Related or same as https://github.com/geneontology/go-site/issues/1218
From the test GAF, tests #4-9 are not failing.
@mugitty It looks like at least the namespace of the 'with' (GAF column 8) is checked in gorule-0000001 (GORULE_TEST:0000001-19)
So we should define exactly what is checked in gorule-0000001 and narrow the scope of gorule-0000027
GORULE_TEST:0000027-1 GORULE_TEST:0000027-2 GORULE_TEST:0000027-3 GORULE_TEST:0000027-8 are failing gorule-0000001
Now - gorule-0000027 picks up tests 1, 3 and 4
! FAILS GORULE:0000027 - TEST 1 - Prefix not in /db-xrefs.yaml
UniPotKB Q9HC96 CAPN10 involved_in GO:0006921 PMID:23072806 IDA P GORULE_TEST:0000027-1 Calpain-10 CAPN10,KIAA1845 protein taxon:9606 20140213 GO_Central! FAILS GORULE:0000027 - TEST 3 - Bad reference syntax
UniProtKB Q9HC96 CAPN10 involved_in GO:0006921 PMID:PMID:14561399 IDA P GORULE_TEST:0000027-3 Calpain-10 CAPN10,KIAA1845 protein taxon:9606 20140213 GO_Central! FAILS GORULE:0000027 - TEST 4 - Bad reference syntax
UniProtKB Q9HC96 CAPN10 involved_in GO:0006921 PMID:unpublished IDA P GORULE_TEST:0000027-4 Calpain-10 CAPN10,KIAA1845 protein taxon:9606 20140213 GO_Central
but not 2,5, and 6
! FAILS GORULE:0000027 - TEST 2 - Assigned_by not in /groups.yaml
UniProtKB Q9HC96 CAPN10 involved_in GO:0006921 PMID:23072806 IDA P GORULE_TEST:0000027-2 Calpain-10 CAPN10,KIAA1845 protein taxon:9606 20140213 SGDDB! FAILS GORULE:0000027 - TEST 5 - Bad referencesyntax
UniProtKB Q9HC96 CAPN10 involved_in GO:0006921 PMID: IDA P GORULE_TEST:0000027-5 Calpain-10 CAPN10,KIAA1845 protein taxon:9606 20140213 GO_Central
OK, this is is the scope of GORULE-0000001 since there is no value at all after the namespace.
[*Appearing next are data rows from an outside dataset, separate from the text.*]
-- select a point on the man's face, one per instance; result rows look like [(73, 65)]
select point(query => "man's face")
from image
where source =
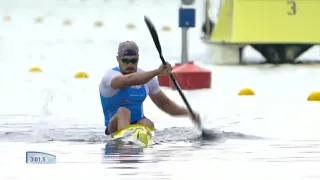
[(128, 64)]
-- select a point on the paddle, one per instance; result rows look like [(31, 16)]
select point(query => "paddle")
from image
[(154, 34)]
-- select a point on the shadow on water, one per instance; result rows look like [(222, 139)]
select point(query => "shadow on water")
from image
[(168, 135), (121, 152)]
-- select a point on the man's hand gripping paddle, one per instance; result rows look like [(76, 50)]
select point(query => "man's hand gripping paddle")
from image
[(154, 34)]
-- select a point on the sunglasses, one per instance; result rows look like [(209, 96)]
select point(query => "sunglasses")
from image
[(128, 61)]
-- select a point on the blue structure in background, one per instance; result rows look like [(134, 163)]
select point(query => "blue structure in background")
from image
[(187, 19)]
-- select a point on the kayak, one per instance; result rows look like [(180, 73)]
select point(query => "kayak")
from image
[(136, 133)]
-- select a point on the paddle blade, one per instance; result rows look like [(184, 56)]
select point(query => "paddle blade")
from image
[(153, 33)]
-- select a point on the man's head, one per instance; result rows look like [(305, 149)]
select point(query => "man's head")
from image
[(128, 56)]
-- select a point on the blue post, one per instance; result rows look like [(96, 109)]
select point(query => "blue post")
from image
[(187, 19)]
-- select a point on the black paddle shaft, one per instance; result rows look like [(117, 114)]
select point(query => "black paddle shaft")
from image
[(156, 41)]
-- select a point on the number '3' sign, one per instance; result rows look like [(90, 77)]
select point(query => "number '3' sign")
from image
[(293, 7)]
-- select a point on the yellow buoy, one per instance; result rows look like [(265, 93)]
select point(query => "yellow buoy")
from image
[(166, 28), (35, 69), (66, 22), (7, 18), (98, 24), (131, 26), (314, 96), (81, 75), (38, 20), (246, 92)]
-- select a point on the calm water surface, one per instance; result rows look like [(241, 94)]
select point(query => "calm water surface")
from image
[(273, 135)]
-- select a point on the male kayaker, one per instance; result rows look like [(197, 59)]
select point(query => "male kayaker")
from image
[(124, 88)]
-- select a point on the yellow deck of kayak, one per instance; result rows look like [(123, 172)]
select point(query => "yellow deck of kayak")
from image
[(136, 131)]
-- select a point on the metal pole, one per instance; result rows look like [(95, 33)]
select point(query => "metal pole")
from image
[(207, 19), (184, 51)]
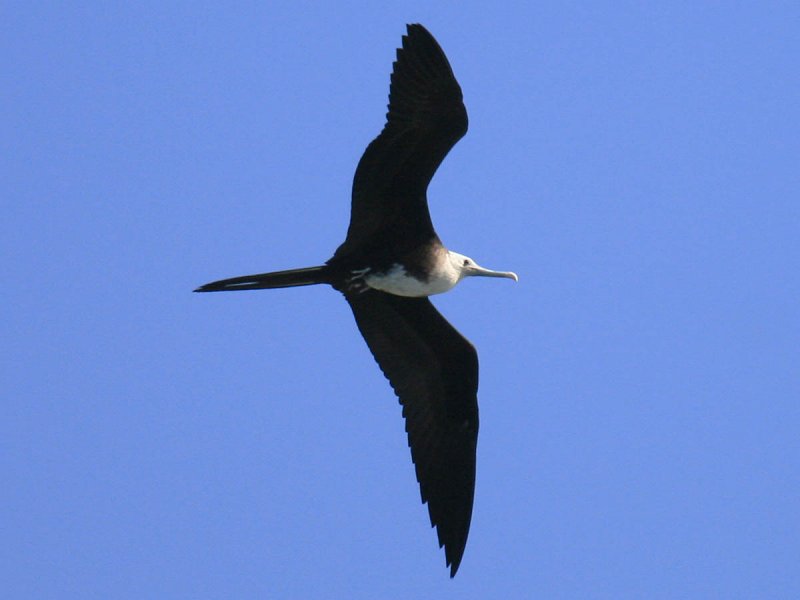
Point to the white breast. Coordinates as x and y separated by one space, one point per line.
396 281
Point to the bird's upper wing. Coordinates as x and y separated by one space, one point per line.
434 371
426 118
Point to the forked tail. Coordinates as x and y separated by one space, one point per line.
263 281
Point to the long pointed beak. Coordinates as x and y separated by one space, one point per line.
476 271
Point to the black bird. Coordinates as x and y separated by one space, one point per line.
389 264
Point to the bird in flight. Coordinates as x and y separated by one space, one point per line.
388 265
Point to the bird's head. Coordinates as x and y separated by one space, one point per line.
466 267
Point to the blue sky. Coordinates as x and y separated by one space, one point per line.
635 163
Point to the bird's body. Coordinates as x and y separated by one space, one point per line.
390 262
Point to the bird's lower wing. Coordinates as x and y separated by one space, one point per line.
434 371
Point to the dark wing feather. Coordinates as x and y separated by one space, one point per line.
434 371
426 118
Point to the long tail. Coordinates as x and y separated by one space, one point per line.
276 279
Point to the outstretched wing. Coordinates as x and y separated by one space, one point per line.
426 118
434 371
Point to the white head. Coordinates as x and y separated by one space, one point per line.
464 266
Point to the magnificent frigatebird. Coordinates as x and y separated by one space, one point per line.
389 264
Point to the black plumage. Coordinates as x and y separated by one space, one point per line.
432 368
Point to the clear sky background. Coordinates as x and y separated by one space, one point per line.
637 164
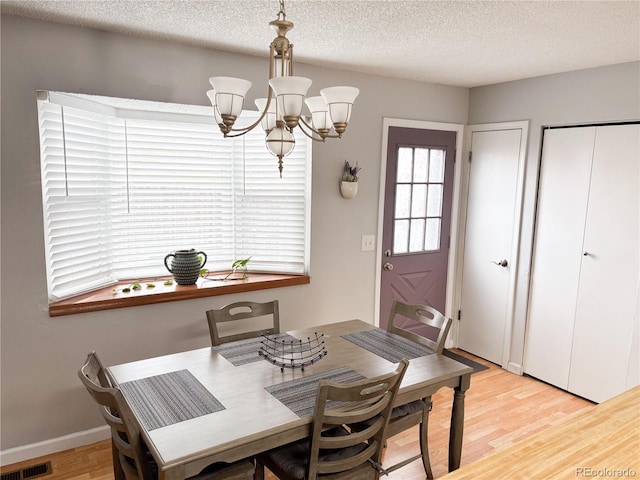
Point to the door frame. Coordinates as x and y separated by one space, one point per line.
455 208
517 229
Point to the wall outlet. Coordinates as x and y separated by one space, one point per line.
368 243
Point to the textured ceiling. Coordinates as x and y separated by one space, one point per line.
463 43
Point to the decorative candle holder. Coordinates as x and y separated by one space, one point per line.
292 354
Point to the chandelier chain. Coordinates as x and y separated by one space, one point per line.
281 12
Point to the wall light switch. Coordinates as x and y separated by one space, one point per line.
368 243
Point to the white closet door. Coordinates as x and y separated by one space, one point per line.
605 308
562 203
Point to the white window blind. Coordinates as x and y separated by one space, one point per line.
123 186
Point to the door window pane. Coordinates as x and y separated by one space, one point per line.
421 165
403 201
400 236
419 200
405 164
432 234
434 204
416 237
436 166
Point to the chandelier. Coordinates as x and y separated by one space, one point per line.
281 111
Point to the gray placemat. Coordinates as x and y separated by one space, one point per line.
388 345
169 398
299 395
246 351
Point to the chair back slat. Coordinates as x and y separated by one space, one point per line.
237 311
355 402
125 431
423 314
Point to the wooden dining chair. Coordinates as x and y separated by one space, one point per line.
415 413
133 456
333 451
235 312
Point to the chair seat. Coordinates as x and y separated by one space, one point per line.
240 470
293 458
407 409
397 412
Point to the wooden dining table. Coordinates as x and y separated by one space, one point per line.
245 417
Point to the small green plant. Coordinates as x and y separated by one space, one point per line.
239 264
138 286
350 174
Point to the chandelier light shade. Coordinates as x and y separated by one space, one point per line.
268 122
282 111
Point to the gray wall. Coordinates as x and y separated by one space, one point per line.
41 396
606 94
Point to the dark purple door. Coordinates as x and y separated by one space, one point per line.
417 219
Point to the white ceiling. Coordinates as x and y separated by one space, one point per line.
455 42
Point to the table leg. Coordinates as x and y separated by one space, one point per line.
118 473
457 422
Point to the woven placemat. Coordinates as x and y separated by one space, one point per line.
299 395
169 398
388 345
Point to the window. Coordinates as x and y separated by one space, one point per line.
126 182
419 197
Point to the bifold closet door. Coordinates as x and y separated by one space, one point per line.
606 303
562 204
586 255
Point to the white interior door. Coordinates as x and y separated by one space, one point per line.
494 206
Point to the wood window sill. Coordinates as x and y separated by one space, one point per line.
106 299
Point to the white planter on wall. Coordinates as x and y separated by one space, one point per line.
349 189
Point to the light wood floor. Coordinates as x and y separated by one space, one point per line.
500 409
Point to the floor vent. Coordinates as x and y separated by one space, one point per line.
29 472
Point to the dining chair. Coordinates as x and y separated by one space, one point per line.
333 451
415 413
238 311
133 456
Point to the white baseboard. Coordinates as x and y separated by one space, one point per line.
47 447
514 368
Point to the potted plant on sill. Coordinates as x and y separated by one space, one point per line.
349 183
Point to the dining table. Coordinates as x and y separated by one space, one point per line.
225 403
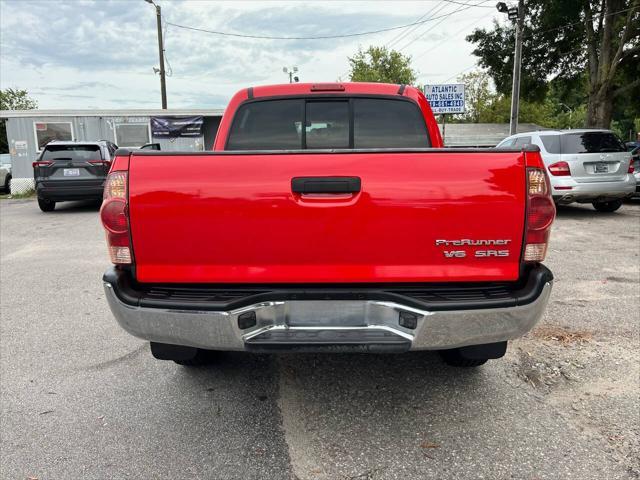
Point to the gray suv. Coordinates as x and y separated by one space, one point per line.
585 166
71 171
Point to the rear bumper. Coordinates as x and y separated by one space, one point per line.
591 191
316 319
60 193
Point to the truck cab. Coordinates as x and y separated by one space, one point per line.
328 217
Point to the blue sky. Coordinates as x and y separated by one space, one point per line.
101 53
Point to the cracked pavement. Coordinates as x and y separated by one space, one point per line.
80 398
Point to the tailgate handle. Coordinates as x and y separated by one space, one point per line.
337 185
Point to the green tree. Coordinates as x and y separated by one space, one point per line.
478 95
572 40
13 99
379 64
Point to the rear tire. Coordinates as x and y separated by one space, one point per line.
607 207
46 205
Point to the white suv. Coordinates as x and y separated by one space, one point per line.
585 166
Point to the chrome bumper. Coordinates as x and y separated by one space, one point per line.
295 323
589 191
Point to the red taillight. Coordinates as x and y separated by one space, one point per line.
43 163
115 218
560 169
540 214
99 162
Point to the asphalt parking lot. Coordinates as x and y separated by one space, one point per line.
80 398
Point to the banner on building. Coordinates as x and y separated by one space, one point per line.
174 127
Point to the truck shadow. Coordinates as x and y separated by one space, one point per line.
77 206
579 211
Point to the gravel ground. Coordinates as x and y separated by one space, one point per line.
80 398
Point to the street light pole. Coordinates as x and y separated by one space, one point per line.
163 82
290 71
517 61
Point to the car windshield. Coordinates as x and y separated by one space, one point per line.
590 142
72 152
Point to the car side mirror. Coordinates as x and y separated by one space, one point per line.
150 146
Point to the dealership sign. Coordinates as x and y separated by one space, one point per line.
174 127
445 98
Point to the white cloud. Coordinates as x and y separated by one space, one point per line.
81 54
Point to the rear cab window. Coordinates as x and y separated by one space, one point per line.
590 142
329 123
71 152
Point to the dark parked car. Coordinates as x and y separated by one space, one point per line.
71 171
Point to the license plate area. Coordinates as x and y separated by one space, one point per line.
601 167
319 314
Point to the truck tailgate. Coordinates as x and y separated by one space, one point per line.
233 217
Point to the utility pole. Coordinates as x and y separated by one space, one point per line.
290 71
163 82
517 60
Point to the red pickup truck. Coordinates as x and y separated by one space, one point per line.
328 217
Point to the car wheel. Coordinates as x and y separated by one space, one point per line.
610 206
453 358
46 205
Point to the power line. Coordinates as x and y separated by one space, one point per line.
460 3
546 31
319 37
533 34
436 9
459 9
475 20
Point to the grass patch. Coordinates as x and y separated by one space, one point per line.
563 336
28 194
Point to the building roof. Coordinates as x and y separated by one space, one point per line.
207 112
481 134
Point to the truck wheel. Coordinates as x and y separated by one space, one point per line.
610 206
46 205
473 355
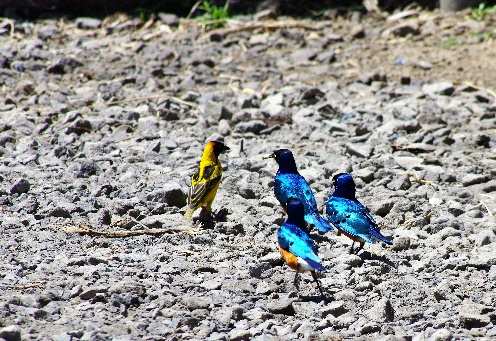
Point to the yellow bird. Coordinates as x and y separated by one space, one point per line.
206 180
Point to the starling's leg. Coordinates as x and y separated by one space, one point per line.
314 276
362 244
296 281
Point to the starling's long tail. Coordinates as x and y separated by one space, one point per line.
318 222
377 235
316 265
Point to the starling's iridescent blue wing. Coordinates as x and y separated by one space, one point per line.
293 239
354 219
295 186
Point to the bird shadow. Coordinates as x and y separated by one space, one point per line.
316 298
208 220
366 255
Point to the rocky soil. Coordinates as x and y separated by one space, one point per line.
103 123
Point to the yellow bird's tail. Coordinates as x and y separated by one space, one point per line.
189 214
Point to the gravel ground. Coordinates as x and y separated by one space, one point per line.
103 123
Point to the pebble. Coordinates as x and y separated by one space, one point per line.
20 186
10 333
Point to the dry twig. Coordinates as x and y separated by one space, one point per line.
267 25
86 230
485 205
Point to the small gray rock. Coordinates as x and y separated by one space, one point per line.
253 126
441 88
382 311
104 217
441 335
10 333
88 23
283 305
171 194
196 302
474 179
20 186
360 150
239 335
401 243
336 308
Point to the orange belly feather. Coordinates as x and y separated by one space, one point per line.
354 238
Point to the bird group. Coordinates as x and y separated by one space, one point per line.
344 212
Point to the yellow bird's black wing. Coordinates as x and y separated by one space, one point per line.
200 187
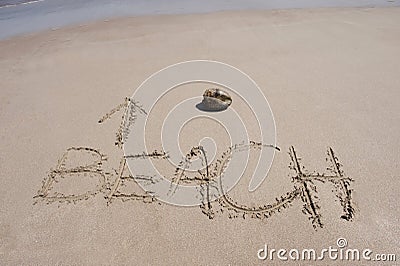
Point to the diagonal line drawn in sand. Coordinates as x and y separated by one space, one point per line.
304 189
210 177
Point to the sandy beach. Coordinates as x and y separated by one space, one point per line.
331 77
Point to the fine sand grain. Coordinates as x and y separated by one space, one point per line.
331 77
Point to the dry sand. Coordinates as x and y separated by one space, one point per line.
331 77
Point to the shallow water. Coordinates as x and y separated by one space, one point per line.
22 16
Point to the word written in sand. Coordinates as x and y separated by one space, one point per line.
90 163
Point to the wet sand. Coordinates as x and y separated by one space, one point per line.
330 76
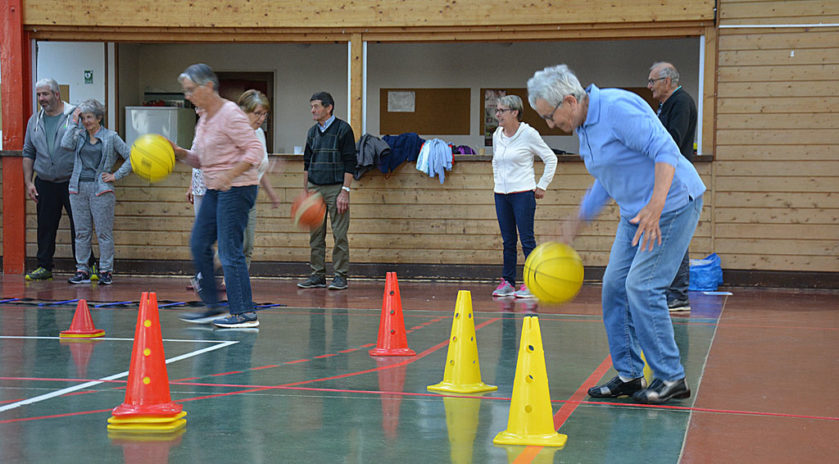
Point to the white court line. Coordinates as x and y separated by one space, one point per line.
106 338
64 391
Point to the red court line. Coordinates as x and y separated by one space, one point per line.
262 367
225 373
567 408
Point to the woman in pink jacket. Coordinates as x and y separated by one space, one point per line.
228 153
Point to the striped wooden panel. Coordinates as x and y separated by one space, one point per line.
777 165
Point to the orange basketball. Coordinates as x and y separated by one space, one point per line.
308 210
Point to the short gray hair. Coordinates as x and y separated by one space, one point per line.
553 84
514 102
48 82
93 106
667 70
200 74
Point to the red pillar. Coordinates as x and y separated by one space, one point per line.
16 98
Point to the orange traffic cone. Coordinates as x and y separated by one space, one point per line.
82 325
81 349
148 406
392 339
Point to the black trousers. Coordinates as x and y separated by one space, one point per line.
52 198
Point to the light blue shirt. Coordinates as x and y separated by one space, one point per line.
621 141
327 123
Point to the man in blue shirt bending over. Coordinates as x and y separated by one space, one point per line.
635 162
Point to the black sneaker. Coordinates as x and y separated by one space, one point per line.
39 274
80 277
338 283
659 392
616 388
201 317
238 321
678 305
314 281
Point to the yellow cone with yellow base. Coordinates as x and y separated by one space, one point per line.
462 423
531 418
648 372
463 370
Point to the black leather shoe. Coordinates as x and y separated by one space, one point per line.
616 388
659 392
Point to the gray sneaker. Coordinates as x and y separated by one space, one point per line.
202 317
338 283
678 305
314 281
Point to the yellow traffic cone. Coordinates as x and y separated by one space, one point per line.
531 417
463 370
462 423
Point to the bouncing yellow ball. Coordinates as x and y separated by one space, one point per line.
553 272
152 157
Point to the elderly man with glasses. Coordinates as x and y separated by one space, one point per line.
634 162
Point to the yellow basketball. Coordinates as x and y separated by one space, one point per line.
152 157
553 272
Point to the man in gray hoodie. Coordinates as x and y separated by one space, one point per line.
43 155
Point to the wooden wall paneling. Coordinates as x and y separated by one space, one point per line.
779 12
358 13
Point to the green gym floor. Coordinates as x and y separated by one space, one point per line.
762 366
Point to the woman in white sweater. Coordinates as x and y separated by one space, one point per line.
514 146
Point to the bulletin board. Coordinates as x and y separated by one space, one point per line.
489 123
425 111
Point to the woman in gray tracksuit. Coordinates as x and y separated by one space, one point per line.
92 186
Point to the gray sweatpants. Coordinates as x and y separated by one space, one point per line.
90 210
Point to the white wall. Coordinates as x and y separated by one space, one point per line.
66 62
299 71
622 63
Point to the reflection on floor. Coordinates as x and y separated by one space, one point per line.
303 388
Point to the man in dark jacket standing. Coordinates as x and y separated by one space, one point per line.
329 163
677 113
43 155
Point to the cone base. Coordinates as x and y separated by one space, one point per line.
145 419
81 334
128 411
392 352
511 438
145 427
448 387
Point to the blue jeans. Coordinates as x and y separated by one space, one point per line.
223 216
679 288
634 302
515 210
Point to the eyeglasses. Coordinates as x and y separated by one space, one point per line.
550 117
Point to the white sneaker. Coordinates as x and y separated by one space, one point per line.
523 292
504 289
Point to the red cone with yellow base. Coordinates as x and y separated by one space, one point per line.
392 338
148 408
82 325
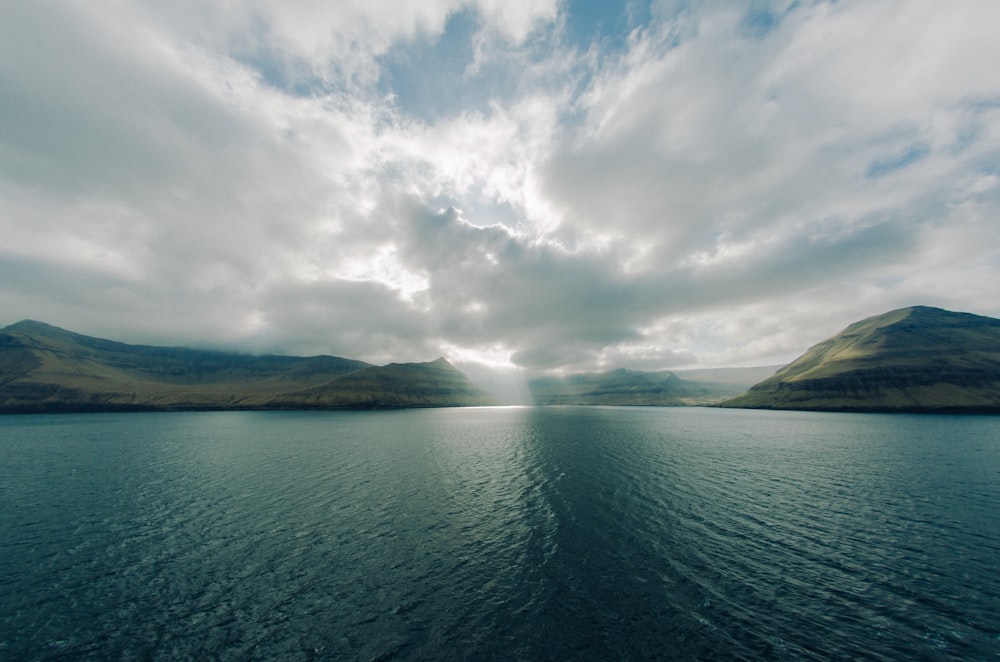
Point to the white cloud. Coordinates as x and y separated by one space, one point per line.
707 191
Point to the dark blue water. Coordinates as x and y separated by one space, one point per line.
548 533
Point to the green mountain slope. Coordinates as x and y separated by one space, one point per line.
912 359
628 387
44 368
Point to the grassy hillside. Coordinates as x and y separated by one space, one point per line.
44 368
912 359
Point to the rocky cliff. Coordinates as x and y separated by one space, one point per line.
918 359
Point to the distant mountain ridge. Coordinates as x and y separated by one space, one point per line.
44 368
629 387
918 359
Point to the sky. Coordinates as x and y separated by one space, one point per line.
527 186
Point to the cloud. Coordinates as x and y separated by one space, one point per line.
711 183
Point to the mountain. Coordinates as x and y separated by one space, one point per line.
917 359
628 387
45 368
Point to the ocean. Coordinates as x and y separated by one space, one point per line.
522 533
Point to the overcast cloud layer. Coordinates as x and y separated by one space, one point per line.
530 183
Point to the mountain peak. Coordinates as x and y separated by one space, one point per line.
911 359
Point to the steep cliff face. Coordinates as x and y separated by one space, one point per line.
44 368
912 359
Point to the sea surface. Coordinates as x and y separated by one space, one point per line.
552 533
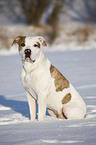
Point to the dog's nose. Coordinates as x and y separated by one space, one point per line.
27 52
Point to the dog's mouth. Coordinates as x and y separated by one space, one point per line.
27 56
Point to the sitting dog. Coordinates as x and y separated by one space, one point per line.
45 84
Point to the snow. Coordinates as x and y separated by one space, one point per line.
15 127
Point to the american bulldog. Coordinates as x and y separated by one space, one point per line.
44 83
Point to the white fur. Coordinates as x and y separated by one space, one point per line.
37 81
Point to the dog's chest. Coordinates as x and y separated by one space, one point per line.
37 79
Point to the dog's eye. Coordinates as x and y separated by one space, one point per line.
22 44
35 45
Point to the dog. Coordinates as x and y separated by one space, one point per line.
44 83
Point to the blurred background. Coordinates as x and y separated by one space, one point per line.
65 24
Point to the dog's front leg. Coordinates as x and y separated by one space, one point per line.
41 107
32 106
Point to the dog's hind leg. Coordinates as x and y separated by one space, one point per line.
32 106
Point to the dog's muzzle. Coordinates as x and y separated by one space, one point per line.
27 53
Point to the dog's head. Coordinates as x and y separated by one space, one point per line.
29 47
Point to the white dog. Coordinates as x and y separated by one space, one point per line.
43 82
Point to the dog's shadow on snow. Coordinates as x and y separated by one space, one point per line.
18 106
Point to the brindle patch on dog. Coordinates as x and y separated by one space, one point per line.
66 99
20 40
60 81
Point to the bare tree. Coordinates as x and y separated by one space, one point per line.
34 9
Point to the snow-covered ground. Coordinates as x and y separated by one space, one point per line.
16 129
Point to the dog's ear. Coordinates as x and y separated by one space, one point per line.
19 40
42 41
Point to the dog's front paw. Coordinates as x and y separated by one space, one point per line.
40 118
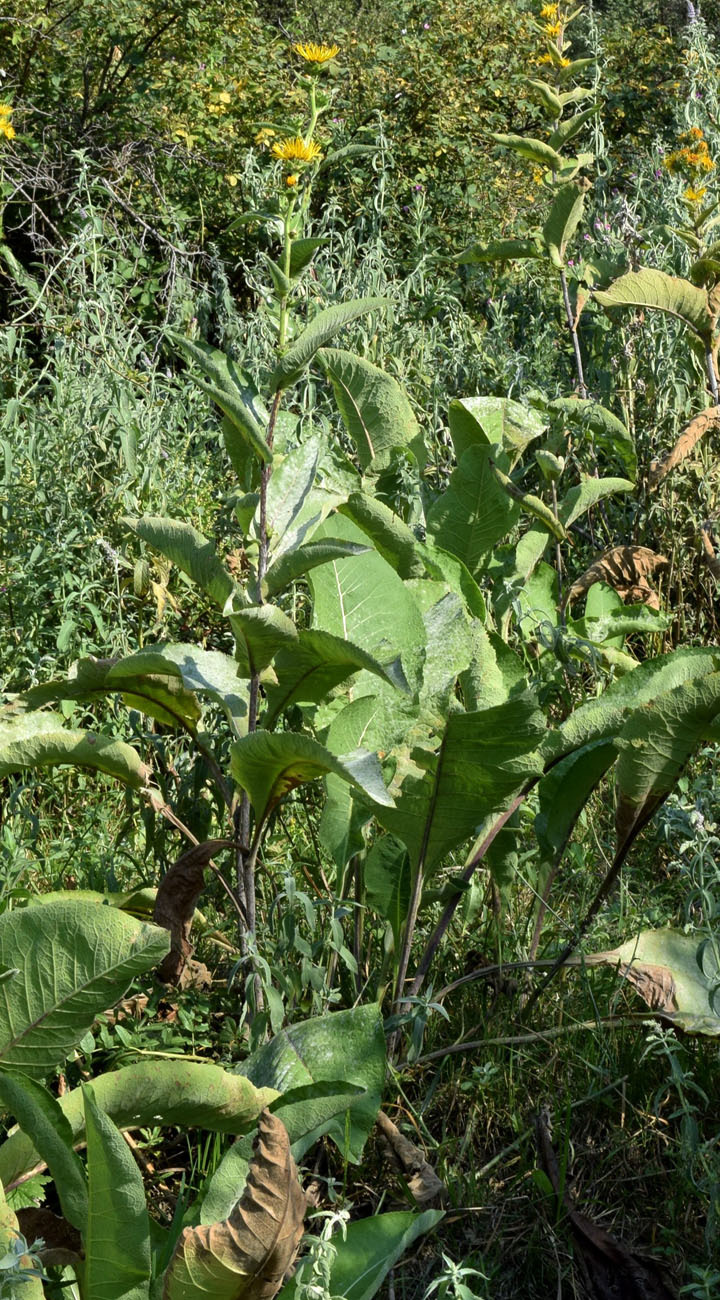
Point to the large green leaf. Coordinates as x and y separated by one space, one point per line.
269 766
485 420
321 329
117 1251
655 744
650 287
229 388
40 740
482 761
183 1093
346 1047
76 961
186 547
562 221
364 601
42 1121
369 1249
374 408
317 662
247 1255
475 512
! FAILS GORULE:0000027 - TEST 6 - Bad reference syntax
UniProtKB Q9HC96 CAPN10 involved_in GO:0006921 PMID:0. IDA P GORULE_TEST:0000027-6 Calpain-10 CAPN10,KIAA1845 protein taxon:9606 20140213 GO_Central
Should have been picked up ? ID syntax is
database: PMID id_syntax: '[0-9]+'
GORULE-0000027 is also picking up tests that I was not expecting
GORULE_TEST:0000001-6 WARNING - Invalid identifier:GORULE:0000027: X not found in list of database names in dbxrefs--
PomBase SPAC25B8.17 ypf1 is_active_in GO:0005634 GO_REF:0000024 ISO SGD:S000001583 C GORULE_TEST:0000001-6 intramembrane aspartyl protease of the perinuclear ER membrane Ypf1 (predicted) ppp81 protein taxon:4896 3/5/15 PomBase part_of(X:1)
UniProtKB O76187 darA enables GO:0005515 PMID:9802899 IPI UniProtKB:P34149 F GORULE_TEST:0000051-PASS1 Darlin darA protein taxon:44689 20100205 GO_Central has_input(GO:0003674)|occurs_in(CL:123456)
FB FBgn0011273 Acam part_of GO:0008023 FB:FBrf0193169|PMID:16790438 IDA C GORULE_TEST:0000061-1 Androcam ACaM|And|CG17769|CalB|Calmodulin-related 97A|Camr97A|androcalmodulin|androcam protein taxon:7227 20180501 GO_Central
MGI:1100518 Smad7 bla involved_in GO:0017015 MGI:MGI:3836072|PMID:18952608 IC GO:0060389 P GORULE_TEST:0000020-3 SMAD protein_coding_gene taxon:10090 20090211 GO_Central
UniProtKB P77335 hlyE located_in GO:0020002 GO_REF:0000044 IEA UniProtKB-SubCell:SL-0375 C GORULE_TEST:0000029-1 protein taxon:83333 20220807 GO_Central
UniProtKB P77335 hlyE located_in GO:0020002 GO_REF:0000044 IEA UniProtKB-SubCell:SL-0375 C GORULE_TEST:0000029-2 protein taxon:83333 20200507 GO_Central
UniProtKB P77335 hlyE located_in GO:0020002 GO_REF:0000045 IEA UniProtKB-SubCell:SL-0375 C GORULE_TEST:0000030-1 protein taxon:83333 20230607 GO_Central
! FAILS GORULE:0000027 - TEST 5 - Bad referencesyntax
UniProtKB Q9HC96 CAPN10 involved_in GO:0006921 PMID: IDA P GORULE_TEST:0000027-5 Calpain-10 CAPN10,KIAA1845 protein taxon:9606 20140213 GO_Central
from test for gorule-0000027-5 to test for gorule-0000001-29 (and renamed gorule-0000027-6 to gorule-0000027-5 to avoid gaps)
All tests are failing as expected.
Hello,
@alexsign reported that some 'with' data in the exported Noctua GPADs contain "MGI" rather than "MGI:MGI". https://github.com/geneontology/go-site/blob/master/metadata/rules/gorule-0000027.md mentions that all db prefixes should be found in the dbxref file
Note that the rule states
However for MGI the database field is MGI, not MGI:MGI.
@kltm do we need to change the dbxref to align with this?